Her campaign reveals Herman has received 4 X Games silver medals, 2013 Slopestyle World Cup Champion, named to the first ever Slopestyle Olympic Team, and consistently on the podium at most major competitions. Other titled include:
- 1st Grand Prix (Breckenridge, CO)
- 2nd Grand Prix (Park City, UT)
- 3rd Nine Queens Big Air + Best Style (Livigno, Italy)
- 4th Dew Tour (Breckenridge, CO)
- 6th X Games (Aspen, CO)
- 10th Sochi Olympics
Last month at Breckenridge’s Dew Tour’s slopestyle event, Herman shared, “I’ve been near the top of the sport for 10 years, but when I turned 30, my sponsors drop me. I’m forced to give away all this swag I got in Sochi to contributors. I want to keep this stuff, but I’d rather keep skiing, so it’s like, ‘I guess I don’t need my USA hat.’”
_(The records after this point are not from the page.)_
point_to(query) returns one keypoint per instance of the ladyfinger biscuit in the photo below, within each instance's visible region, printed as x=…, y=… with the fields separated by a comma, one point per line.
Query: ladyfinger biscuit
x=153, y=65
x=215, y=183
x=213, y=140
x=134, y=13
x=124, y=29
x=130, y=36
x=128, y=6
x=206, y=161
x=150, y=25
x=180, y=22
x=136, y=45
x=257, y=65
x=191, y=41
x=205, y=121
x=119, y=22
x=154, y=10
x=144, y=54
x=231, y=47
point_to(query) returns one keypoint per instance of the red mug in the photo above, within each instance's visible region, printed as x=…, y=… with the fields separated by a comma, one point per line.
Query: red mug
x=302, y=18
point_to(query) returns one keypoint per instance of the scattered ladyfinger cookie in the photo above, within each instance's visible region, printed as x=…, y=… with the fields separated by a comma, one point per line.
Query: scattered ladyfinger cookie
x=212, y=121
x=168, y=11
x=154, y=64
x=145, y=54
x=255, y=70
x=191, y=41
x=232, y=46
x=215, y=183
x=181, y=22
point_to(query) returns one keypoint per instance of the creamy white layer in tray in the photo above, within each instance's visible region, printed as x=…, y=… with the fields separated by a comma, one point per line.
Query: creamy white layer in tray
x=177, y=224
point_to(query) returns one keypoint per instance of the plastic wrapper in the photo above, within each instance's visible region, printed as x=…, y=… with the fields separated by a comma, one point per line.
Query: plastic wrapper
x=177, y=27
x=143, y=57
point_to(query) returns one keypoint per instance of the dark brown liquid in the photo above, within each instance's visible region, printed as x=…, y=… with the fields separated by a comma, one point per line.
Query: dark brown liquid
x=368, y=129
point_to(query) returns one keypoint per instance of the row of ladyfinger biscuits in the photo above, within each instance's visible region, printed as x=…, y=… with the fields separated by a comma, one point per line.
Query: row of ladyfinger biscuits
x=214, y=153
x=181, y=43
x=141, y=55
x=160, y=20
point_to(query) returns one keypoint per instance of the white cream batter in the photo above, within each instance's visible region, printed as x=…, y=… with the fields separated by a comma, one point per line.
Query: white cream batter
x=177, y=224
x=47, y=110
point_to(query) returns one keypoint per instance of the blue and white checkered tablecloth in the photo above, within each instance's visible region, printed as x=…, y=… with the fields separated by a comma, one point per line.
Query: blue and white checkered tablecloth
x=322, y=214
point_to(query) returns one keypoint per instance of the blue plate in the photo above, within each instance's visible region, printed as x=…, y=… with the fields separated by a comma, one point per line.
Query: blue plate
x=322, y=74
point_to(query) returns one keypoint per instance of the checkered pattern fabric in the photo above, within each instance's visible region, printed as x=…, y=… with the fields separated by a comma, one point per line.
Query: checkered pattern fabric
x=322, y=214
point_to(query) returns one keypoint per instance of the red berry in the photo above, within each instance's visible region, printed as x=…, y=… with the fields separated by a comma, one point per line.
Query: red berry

This isn’t the first time that a world renowned athletes has launched a crowdfunding campaign in an effort to continue the sport. Some organizations such as U.S. Ski and Snowboard Association, U.S. Cycling, U.S. Speedskating, U.S. Bobsled and Skeleton, U.S. Fencing, U.S. Archery, and U.S. Canoe and Kayak have even established partnerships with crowdfunding platform RallyMe to create a way to accept contributions from fans.
Executive Vice President for athletics at the Ski and Snowboard Association, Luke Bodensteiner stated, “It’s a tough discussion we have to have with our athletes, to tell them, ‘You qualified for the team, but you still have to contribute to your own career.”
Bodensteiner also noted that the association has changed how it spends its annual budget of $12 million to $14 million on its 185 national team members which includes prioritizing coaching, sports science, and even training facilities. The elite skiers on the men’s and women’s alpine teams are the only ones that have their expenses covered 100%.
Other U.S. athletes who have launched crowdfunding campaigns are speedskater Emily Scott, who received $60,000 through her GoFundMe project and snowboarder Justin Reiter, who reportedly lived in his truck for six months to save money while training and crowdfunding for the 2014 Sochi Olympics.
Although his campaign was a success, Reiter noted that he has no desire to use the crowdfunding method again, claiming that it “would not feel right to reach out to the same people who helped him get to Sochi.”